The Victory Voice has a staff of nine students and helps bring a much needed source of information for the student body and an outlet to help them express their opinions. It’s a huge responsibility, one that Stefanski appreciates and respects.

“I manage a staff of eight other students who at first were unfamiliar with journalism. By working with the managing editor and our advisor in order to help the staff learn about style and journalism, it’s been a huge benefit to our paper,” said Stefanski. “Running a paper takes a huge part of my schedule. If something isn’t done right or content isn’t available, it’s my fault. It’s a huge responsibility because I have to make sure we meet our deadlines on time and we’re producing an accurate news publication for our students in a timely fashion.”

Stefanski’s work led him to be recognized by the Indiana High School Press Association (IHSPA) as one of the top ten finalists for its Student Journalist of the Year award.

The upcoming valedictorian at VCA, Stefanski also maintains a GPA of 3.9 He has attended the High School Journalism Institute at Indiana University for four years as well as writing workshops at Ball State and the University of South Carolina. Initially during his first few years of education and journalism training, Stefanski learned skills with the camera, learning how to report and some computer programs. Lately he’s focused on convergence, being skilled in print and online reporting.

“People say journalism is dying, especially print journalism. I don’t think it’s dying, I think it’s changing. People will always want a source of print journalism, but more and more people are getting their news digitally. I think convergence is the way to go because you can cater to people’s news needs in any platform. We’ll always need a way to get our news. Journalism will always be around and as journalists, we need to adapt to society in order to continue to report the news accurately and efficiently,” said Stefanski.

Stefanski is still deciding what college he’d like to attend, although he’s narrowed his options down to Indiana University or the University of Missouri.

For more information about Victory Christian Academy, call 219-548-8803 or visit vcacademy.info.

To learn more about the High School Journalism Institute at Indiana University, visit journalism.indiana.edu/programs/hsji.  For more information about the Indiana High School Press Association, visit psj.franklincollege.edu.

News happens and changes in an instant, by coming to work each day as a journalist, you never know what to expect or what can happen.
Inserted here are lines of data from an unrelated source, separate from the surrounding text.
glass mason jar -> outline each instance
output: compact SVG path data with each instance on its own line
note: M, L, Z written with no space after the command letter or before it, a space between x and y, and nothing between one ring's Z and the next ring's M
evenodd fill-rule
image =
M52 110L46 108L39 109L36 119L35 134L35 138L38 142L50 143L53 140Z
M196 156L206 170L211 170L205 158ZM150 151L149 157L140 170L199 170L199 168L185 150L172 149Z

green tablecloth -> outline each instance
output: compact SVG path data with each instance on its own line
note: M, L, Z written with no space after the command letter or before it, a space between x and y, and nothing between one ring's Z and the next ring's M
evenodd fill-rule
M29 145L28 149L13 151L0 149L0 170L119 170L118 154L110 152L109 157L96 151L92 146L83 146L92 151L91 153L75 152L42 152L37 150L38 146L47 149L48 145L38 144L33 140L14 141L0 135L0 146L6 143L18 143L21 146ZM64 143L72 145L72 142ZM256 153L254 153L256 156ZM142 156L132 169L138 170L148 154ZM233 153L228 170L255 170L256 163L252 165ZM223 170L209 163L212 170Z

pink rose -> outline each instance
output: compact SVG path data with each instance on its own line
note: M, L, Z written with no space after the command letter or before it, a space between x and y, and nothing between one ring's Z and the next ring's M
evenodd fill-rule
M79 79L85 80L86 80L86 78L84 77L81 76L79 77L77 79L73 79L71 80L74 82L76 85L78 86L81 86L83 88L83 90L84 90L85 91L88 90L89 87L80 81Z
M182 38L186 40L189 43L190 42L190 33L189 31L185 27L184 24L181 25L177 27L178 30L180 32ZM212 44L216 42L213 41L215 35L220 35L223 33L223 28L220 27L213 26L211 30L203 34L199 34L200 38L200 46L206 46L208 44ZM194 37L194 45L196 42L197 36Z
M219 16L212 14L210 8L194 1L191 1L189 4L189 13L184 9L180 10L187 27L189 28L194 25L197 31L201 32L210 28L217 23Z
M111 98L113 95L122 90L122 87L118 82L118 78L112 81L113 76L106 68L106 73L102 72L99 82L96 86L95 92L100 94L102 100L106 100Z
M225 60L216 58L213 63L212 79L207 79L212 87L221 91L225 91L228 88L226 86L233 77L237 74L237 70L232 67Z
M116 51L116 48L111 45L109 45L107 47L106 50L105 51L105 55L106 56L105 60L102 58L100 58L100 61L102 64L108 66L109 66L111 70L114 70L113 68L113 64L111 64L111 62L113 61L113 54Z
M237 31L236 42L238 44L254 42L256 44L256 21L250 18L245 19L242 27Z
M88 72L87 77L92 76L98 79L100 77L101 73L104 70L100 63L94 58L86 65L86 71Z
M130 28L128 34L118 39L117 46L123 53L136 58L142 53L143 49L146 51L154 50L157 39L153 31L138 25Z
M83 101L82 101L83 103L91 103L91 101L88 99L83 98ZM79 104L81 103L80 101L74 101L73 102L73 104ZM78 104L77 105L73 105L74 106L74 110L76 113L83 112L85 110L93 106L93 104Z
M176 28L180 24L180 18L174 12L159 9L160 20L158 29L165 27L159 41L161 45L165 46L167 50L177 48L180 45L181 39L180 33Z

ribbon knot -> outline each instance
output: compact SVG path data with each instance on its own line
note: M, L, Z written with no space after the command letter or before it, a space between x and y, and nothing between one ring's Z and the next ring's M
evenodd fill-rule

Going out and getting the facts while covering a story is exciting because you never know where the story will go. You can meet so many different people and develop all types of relationships in the community. I want to accurately and efficiently report information to them and hopefully exposing wrong-doing and tell people things they don’t know about their community and society.

Matthew Stefanski, senior at Victory Christian Academy, was recently recognized by the Indiana High School Press Association as one of the top ten Student Journalists of the Year.